Somehow our day in Brighouse started with a rather lengthy visit to Huddersfield. Eight of us set off from Bradford by express bus. Express? Aye right. At least the price was right. Before the main purpose of the day got underway, there had to be bunkers, where better than Kobane Kurdish Restaurant (8 Bradford Rd, Huddersfield, Yorkshire, England HD1 6HY)?

We sat at two tables of four, so this post concentrates on the experiences of Hector, Craig, Yvonne and Mags.
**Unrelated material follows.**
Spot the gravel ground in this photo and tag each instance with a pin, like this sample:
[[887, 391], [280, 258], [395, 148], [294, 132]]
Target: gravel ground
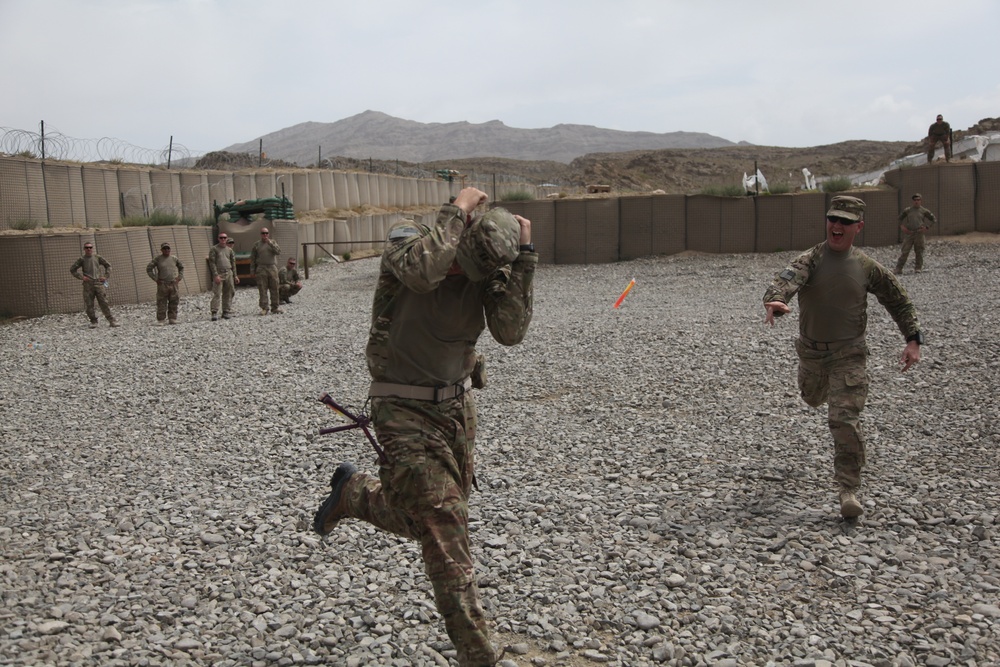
[[652, 489]]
The welcome at Kobane is literally a warm one, a plate of hot, and very well seasoned, tasty Soup. Hector welcomes Shorva when it is known that is what will come. With plans for Lamb Curry this evening back in Bradford, Hector was not having the wonderful Lamb Quozi (£7.50). Mix Kebab (£6.00) felt like a decent compromise, however, the young chap serving confused this commentator. He led me to believe that this was not ready, but the rest of the Kebabs were. In the end it was Chicken Tikka (£6.00) or Quozi. Yvonne and Hector would have this, Craig and Mags ordered the aforementioned Medium – Lamb Quozi. They were told that there were no Potatoes today, both asked for Beans as the accompaniment.

Mein Host had not been visible at the time of ordering, he would deal with us thereafter. Ricky, Jonathan, Jim and Alan each ordered the Lamb Qozi having been assured it was not Curry, tasty, and great value for money. Seven Scots and one Yorkshireman, the latter point must have been crucial.

Dining at Kobane, one does not just get what one orders, a Salad appears plus a Bread which is somewhere towards a Naan. The Bread is softer, lighter and fluffier than Naan, different again from the Middle Eastern near-Pitta I recently had in Athens.

Chicken Tikka

Two skewers, three was an option. Two would be filling enough. Thankfully, the Chicken lay on a bed of sizzling Onions and was topped with cooked Tomatoes, this added the necessary moisture to use the Bread. I would have preferred something else on the platter to provide an alternative. A lot of Chicken, more than I needed.

Sharing a Quozi is much more satisfying. Yvonne was impressed:

That was very, very tasty.

Lamb Quozi

Two large pieces of slow-cooked Lamb sat on a bed of sizzling Tomato and Onion. Add to this the share of the Salad, the huge portion of Rice and the accompanying Beans in Sauce. This is a feast, and don’t forget the Bread!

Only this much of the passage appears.